Vulnerability Details

In order to exploit the vulnerability, a few prerequisites are required. Indeed, we need to reach the router Web management page. Moreover, if an authentication is enforced, we would need to authenticate by trying weak/default password, by performing Man-In-The-Middle attacks, or using any other mean.

Once authenticated, we can notice the "System Tools" menu, which has a "Diagnostic Tools" link. The "Diagnostic Tools" allows performing UNIX "ping" and "tracert" system commands. The IP Address or the Domain Name could be specified in the form. The operating system would then run the chosen command on the specified IP Address and display the command output on the web page.

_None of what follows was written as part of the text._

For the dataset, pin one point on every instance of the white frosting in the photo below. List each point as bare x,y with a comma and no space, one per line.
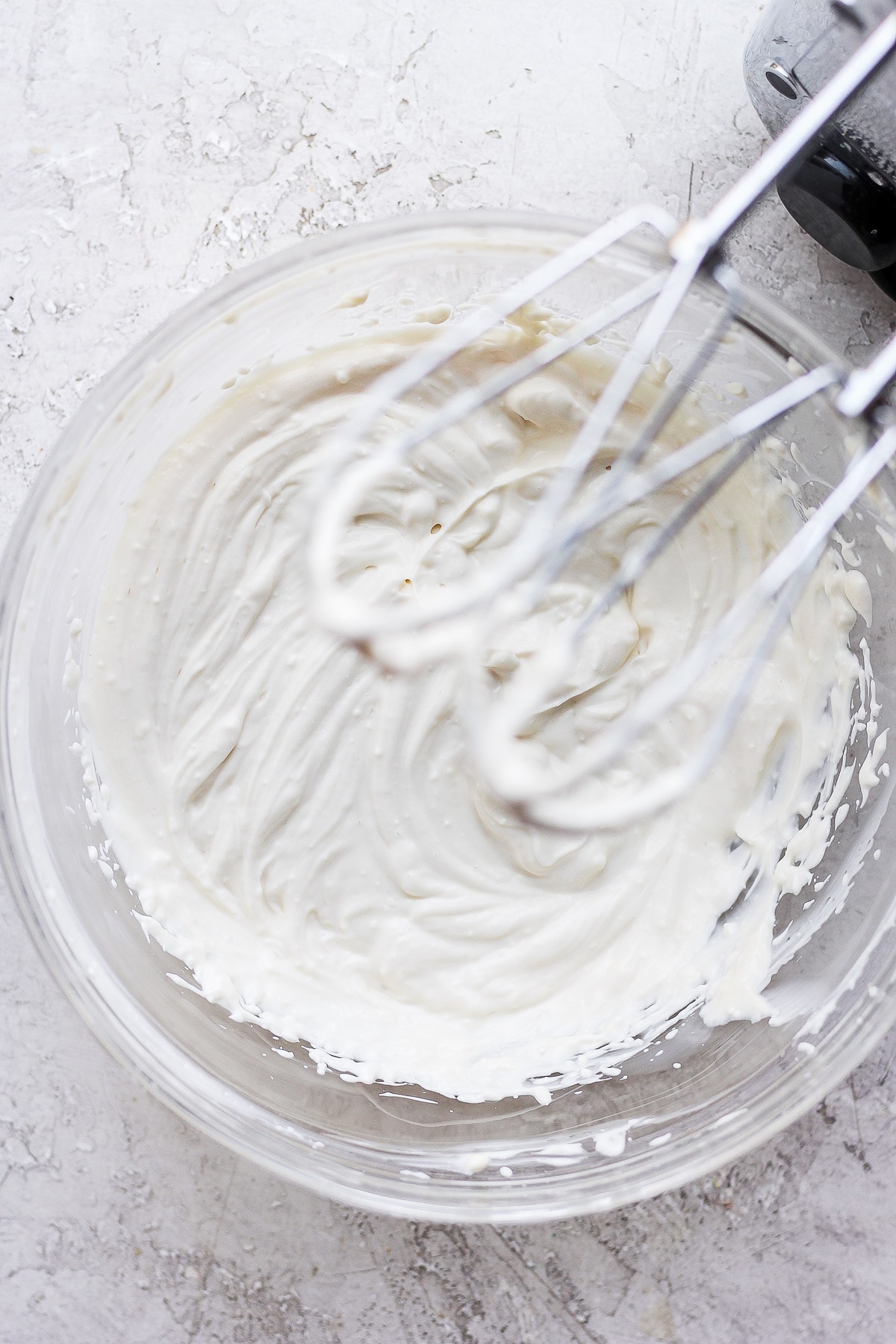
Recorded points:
308,833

On the "ping" command, a filter in place prevents performing executing other commands than the “ping” command. It was not possible to bypass that filter.
However, in the "tracert" command, it was possible to perform OS command execution by using the “|” operator:

Figure 1: Firmware version V1.2.31805


Figure 2: Firmware version V2.2.36123

When performing this action, two different HTTP requests are sent:
The first request containing the command to execute and the IP address:


Figure 3: HTTP request to send the command and the IP address

The server then answers indicating whether the command succeeded or not:

Figure 4: Server indicating the command succeeded

The application then performs a second HTTP request in order to retrieve the command results:

Figure 5: HTTP request to retrieve the command results

The server then answers with a JSON structure, which contains the command result.
An exploit has been developed in order to exploit the vulnerability:
Figure 6: "ls" command output

This exploit can be found at
Moreover, by reading the “/etc/passwd” file, we can get access to the root user’s hash:

Figure 7: root user's hash

After launching an automated attack, we were able to quickly recover the clear text password. Indeed, the used password is very weak.


Risks and impacts

The NETIS WF2419 router is suitable for home and small businesses usage. It may also be found in some bigger company for guest Wi-Fi usage.  As said in introduction, other NETIS models may also be vulnerable.
After doing some research, it appears that about 12 000 (more than 200 for the WF2419) of NETIS routers are accessible online, mainly in Asia.
This vulnerability can thus affect home users as well as corporate users. An attacker can perform various actions such as traffic sniffing, local network compromising, DNS poisoning or even installing malware in order to add the router to a botnet.


Disclosure Timeline

10 May, 2019: reported the vulnerability to two NETIS support emails that bounced
13 May, 2019: reported the vulnerability to generic NETIS email contact
3 July, 2019: In the lack of response, a reminder was sent out
30 September, 2019: notified NETIS that we're going to publish the vulnerability
30 September, 2019: NETIS answered they would check the issue
8 October, 2019: send details of the vulnerability
9 October, 2019: NETIS said that the product is End of life and will not fix
4 February, 2020: Public disclosure of the issue and released advisory


In conclusion, due to a lack of user input, a malicious user is able to execute system commands on the router device.  This vulnerability could have been avoided by using APIs instead of inserting user inputs in system commands. has evaluated the vulnerability as high security level risk. It is important for NETIS users to upgrade to a new product immediately, as those devices are EOL according to the vendor.

Another way to mitigate the risks of this vulnerability would be to change the “root” user password, enforce authentication using strong password on the web management page and force the use of HTTPS for accessing the web management page.